Fox News reports a biology professor at Gettysburg College referred to President Trump as a eugenicist in a quiz because, the quiz explained, he thinks “he has good genes,” according to a screenshot obtained by Young America’s Foundation.
NEW: The Office of the Provost at Gettysburg College is investigating after a biology professor claimed that President Trump is a eugenicist on a class quiz, penalizing students who answered differently.
Latest from @YAF's Campus Bias Tipline:https://t.co/DiD53V1q7X
— Kara Zupkus (@kara_kirsten) October 8, 2020
YAF’s Kara Zupkus said the submission, obtained through its Campus Bias Tip Line, came from a student in adjunct professor Betty Furster’s introductory biology class during the Spring 2020 semester, the student chose to remain anonymous out of “fear of retribution.”
Students were given a multiple choice question which read “Trump is a ____?”.
If students clicked on “eugenicist” as their answer, they were given a point and provided an explanation that defined the term as “the ‘science’ of human improvement through better breeding.”
“It was discredited in 1939 but Trump thinks he’s smart because his uncle was an MIT professor and healthy because he has good genes – we don’t know if he’s healthy, they haven’t released the results of his last check-up,” the explanation adds. “He’s orange.”
Zupkus reported the other four questions on the quiz were about “actual biology concepts such as pleiotropy, heritability, and twins.”

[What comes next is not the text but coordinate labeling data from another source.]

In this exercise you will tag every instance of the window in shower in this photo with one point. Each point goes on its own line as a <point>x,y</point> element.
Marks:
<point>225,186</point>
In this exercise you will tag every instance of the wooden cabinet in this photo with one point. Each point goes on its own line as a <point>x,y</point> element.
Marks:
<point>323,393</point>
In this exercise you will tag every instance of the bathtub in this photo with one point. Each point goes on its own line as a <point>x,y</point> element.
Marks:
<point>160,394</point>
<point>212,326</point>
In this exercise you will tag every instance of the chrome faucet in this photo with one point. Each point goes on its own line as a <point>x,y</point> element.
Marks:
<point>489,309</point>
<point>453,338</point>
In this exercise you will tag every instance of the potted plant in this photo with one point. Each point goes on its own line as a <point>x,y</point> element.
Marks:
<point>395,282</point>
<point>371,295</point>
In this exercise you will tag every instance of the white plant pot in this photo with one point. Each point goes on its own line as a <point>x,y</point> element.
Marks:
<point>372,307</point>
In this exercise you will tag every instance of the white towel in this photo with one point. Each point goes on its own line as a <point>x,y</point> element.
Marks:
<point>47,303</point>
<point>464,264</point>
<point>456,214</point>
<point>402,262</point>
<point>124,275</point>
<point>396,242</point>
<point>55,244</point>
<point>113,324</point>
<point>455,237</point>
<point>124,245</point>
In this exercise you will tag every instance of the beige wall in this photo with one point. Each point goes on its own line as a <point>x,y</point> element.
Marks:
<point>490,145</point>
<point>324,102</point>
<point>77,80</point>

A spokesperson for the college told FOX News that the school’s Office of the Provost looked into the matter as soon as it was made aware of it.

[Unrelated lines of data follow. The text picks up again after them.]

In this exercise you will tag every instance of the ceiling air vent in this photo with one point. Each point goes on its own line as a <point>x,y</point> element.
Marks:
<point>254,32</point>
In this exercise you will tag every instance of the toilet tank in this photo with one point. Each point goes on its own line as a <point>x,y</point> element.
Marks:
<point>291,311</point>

“Gettysburg College and the instructor both recognize that this incident is inconsistent with our commitment, detailed in our Freedom of Expression Philosophy, to sustain a community in which all members feel their ideas, opinions, and beliefs are respected and protected, even when those ideas are not shared universally,” the spokesperson added. “The instructor has acknowledged it was a mistake in judgment and explained to us that, when a student expressed concern last spring, she apologized.”